Rojava’ya destek olalım
Yurt Dışı Haberleri —
- Berlin’de, Demokrasi ve İnsan Hakları Evi’nde, DEM Parti Almanya tarafından düzenlenen etkinlikte, “Tecrit ve Sürgün” ile “Kürt Sorunu ve Küresel Sorumluluk” başlıkları tartışıldı.
HAKAN TÜRKMEN/BERLİN
Berlin’de, Demokrasi ve İnsan Hakları Evi’nde düzenlenen panelde Türkiye’deki insan hakları ihlalleri, tecrit politikaları ve Kürt sorunu ele alındı. DEM Parti Almanya tarafından düzenlenen etkinlikte, “Tecrit ve Sürgün” ile “Kürt Sorunu ve Küresel Sorumluluk” başlıkları tartışıldı.
Moderatör Mert Özkaraman’ın yönettiği panele, Avukat Eren Keskin, Uluslararası Af Örgütü’nden Dilnaz Alhan, Hessen Sol Parti Eyalet Başkanı Jakop Migenda ve DEM Parti Almanya’dan Faysal Sarıyıldız katıldı.

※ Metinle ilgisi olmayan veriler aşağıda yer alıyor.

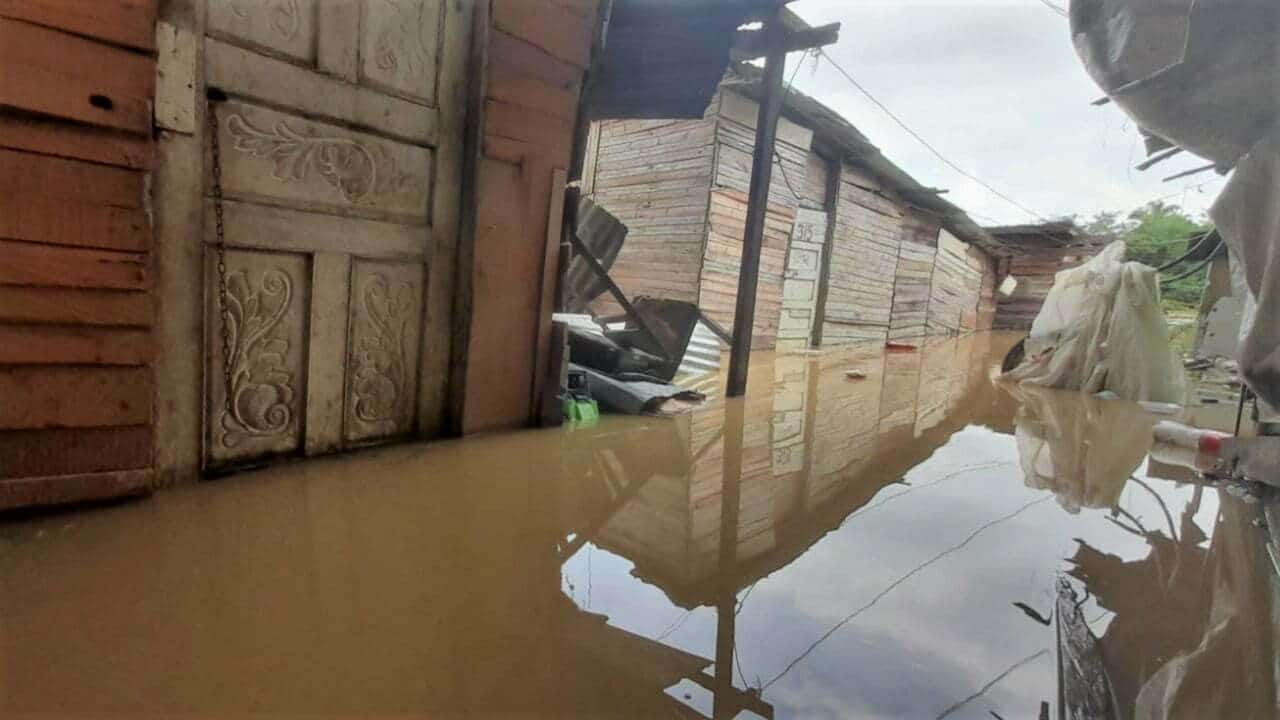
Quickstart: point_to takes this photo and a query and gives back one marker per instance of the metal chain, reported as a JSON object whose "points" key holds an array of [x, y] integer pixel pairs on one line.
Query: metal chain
{"points": [[220, 247]]}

Tecrit çözümsüzlüğü derinleştiriyor
Eren Keskin, İmralı Cezaevi’ndeki tecrit politikasının yalnızca Kürt Halk Önderi Abdullah Öcalan’ın haklarını değil, Kürt halkının demokratik çözüm umutlarını da yok ettiğini belirterek “Tecrit, bir çözüm mekanizmasından çok, çözümsüzlüğü derinleştiren bir politika aracıdır” dedi. Keskin, kadın haklarına da dikkat çekerek artan kadın cinayetlerini ve cezaevlerindeki kötü muameleleri eleştirdi. “Kadınlar, evde ve kamusal alanda güvende değil. Cezaevindeki kadınlar ise erkeklerden daha kötü koşullarda tutuluyor. Garibe Gezer’in süngerli odada izole edilerek yaşamını yitirmesi bunun somut örneğidir” dedi.
Avrupa görmezden geliyor
Jakop Migenda, Kürt sorununun Avrupa’yı da ilgilendirdiğini belirtti. “Türkiye, Kürtlerin haklarını ihlal ederken Avrupa’ya karşı mülteci kartını koz olarak kullanıyor. Bu sorun, AB’nin mülteci politikalarını ve ekonomik çıkarlarını da etkiliyor” dedi. Avrupa’nın Türkiye ile yaptığı mülteci anlaşmaları kapsamında Kürtlerin yaşadığı insan hakları ihlallerini göz ardı ettiğini belirtti.
Yok etme stratejisi
Dilnaz Alhan, Kürt halkına yönelik sistematik ayrımcılığı ve kültürel hak ihlallerini vurguladı. 2015’ten bu yana süren çatışmaların insani krizlere yol açtığını söyleyen Alhan, “Sokağa çıkma yasakları temel ihtiyaçlara erişimi engelledi, şehirler yerle bir edildi. Bu yalnızca bir güvenlik politikası değil, bir yok etme stratejisiydi” dedi.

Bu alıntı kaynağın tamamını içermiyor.